Impossible n'est pas Jésuite
Nous étions suivis et tenus. A défaut, nous étions retenus. Avez-vous déjà essayé de suivre quelqu'un et de le tenir en même temps ? Cela paraît impossible. Pas pour un Jésuite. Impossible n'est pas jésuite.
Il y avait de quoi se trouver mal à l'aise devant ce "Père profès", nu sous sa soutane noire (On a jamais vraiment vérifié), et dont les ancêtres avaient converti les indiens, des rives de l'Ashuapmushuan, dans le nord canadien, là où l'on guette l'orignal, jusqu'au fond de la forêt tropicale paraguayenne. On pouvait se dire qu'ils en avaient vu d'autres, et de plus féroces.
Que pouvions-nous faire, nous autres, pauvres innocents qui chantions encore "A la claire fontaine" ? Face à tant de scolasticat, nous étions plutôt chocolat. La faiblesse de notre esprit et l'incertitude de notre règle morale ne pouvaient qu'inspirer la sévérité à ces âmes rugueuses, déterminées et persuadées que nous étions constamment la proie du Diable. Elles nous jugeaient, par conséquent, capables de graves méfaits et d'inexpiables péchés.
Certes, nous étions traités avec énormément de sérieux, mais aurions préféré un peu plus de décontraction, tant la discipline qu'il nous fallait subir pour en payer le prix était rigoureuse.
Cependant, nous ne vivions pas dans la crainte de châtiments corporels. Le jésuite ne fait pas dans l'éducation anglaise, et la fessée n'a pas cours chez lui. D'ailleurs, voir un cul est déjà un péché. Non, le danger, pour nous, était beaucoup plus sournois.

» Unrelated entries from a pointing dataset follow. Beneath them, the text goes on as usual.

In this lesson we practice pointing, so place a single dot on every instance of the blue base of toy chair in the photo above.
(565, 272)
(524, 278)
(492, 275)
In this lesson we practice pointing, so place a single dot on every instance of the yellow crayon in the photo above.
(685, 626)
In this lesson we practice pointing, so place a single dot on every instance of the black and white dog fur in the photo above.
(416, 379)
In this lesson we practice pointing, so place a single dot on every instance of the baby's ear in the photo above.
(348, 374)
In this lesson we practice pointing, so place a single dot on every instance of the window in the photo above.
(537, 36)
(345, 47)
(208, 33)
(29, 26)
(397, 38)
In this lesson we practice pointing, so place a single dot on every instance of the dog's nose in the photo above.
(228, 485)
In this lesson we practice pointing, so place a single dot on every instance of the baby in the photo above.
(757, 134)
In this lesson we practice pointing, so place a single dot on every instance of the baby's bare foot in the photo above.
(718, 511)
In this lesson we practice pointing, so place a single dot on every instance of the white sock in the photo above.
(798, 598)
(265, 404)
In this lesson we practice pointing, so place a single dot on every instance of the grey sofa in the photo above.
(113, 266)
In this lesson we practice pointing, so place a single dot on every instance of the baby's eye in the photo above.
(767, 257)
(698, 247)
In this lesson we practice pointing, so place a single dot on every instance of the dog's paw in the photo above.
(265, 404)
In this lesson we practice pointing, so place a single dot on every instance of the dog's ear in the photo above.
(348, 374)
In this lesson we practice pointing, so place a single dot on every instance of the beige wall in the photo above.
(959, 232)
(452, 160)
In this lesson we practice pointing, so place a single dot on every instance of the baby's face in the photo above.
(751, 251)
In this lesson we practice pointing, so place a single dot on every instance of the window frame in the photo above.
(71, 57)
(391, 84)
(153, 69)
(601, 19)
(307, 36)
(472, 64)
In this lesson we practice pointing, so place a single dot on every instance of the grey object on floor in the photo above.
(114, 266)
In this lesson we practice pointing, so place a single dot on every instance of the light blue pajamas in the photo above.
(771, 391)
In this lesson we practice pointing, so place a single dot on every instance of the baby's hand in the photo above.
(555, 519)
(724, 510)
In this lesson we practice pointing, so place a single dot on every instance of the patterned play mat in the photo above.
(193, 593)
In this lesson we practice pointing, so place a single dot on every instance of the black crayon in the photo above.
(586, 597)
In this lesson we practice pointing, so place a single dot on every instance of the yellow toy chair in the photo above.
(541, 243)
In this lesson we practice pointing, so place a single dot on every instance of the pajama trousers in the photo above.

En parfait missionnaire qu'il est, le Père jésuite évolue dans sa "tribu" de collégiens comme jadis ses aînés parmi les Hurons ou les Mocobies. Il sait depuis des siècles, et presque spontanément, se faire barbare avec les barbares. Son autorité a toujours dérivé de la confiance qu'il secrète de la façon la plus naturelle, comme une araignée, sa toile.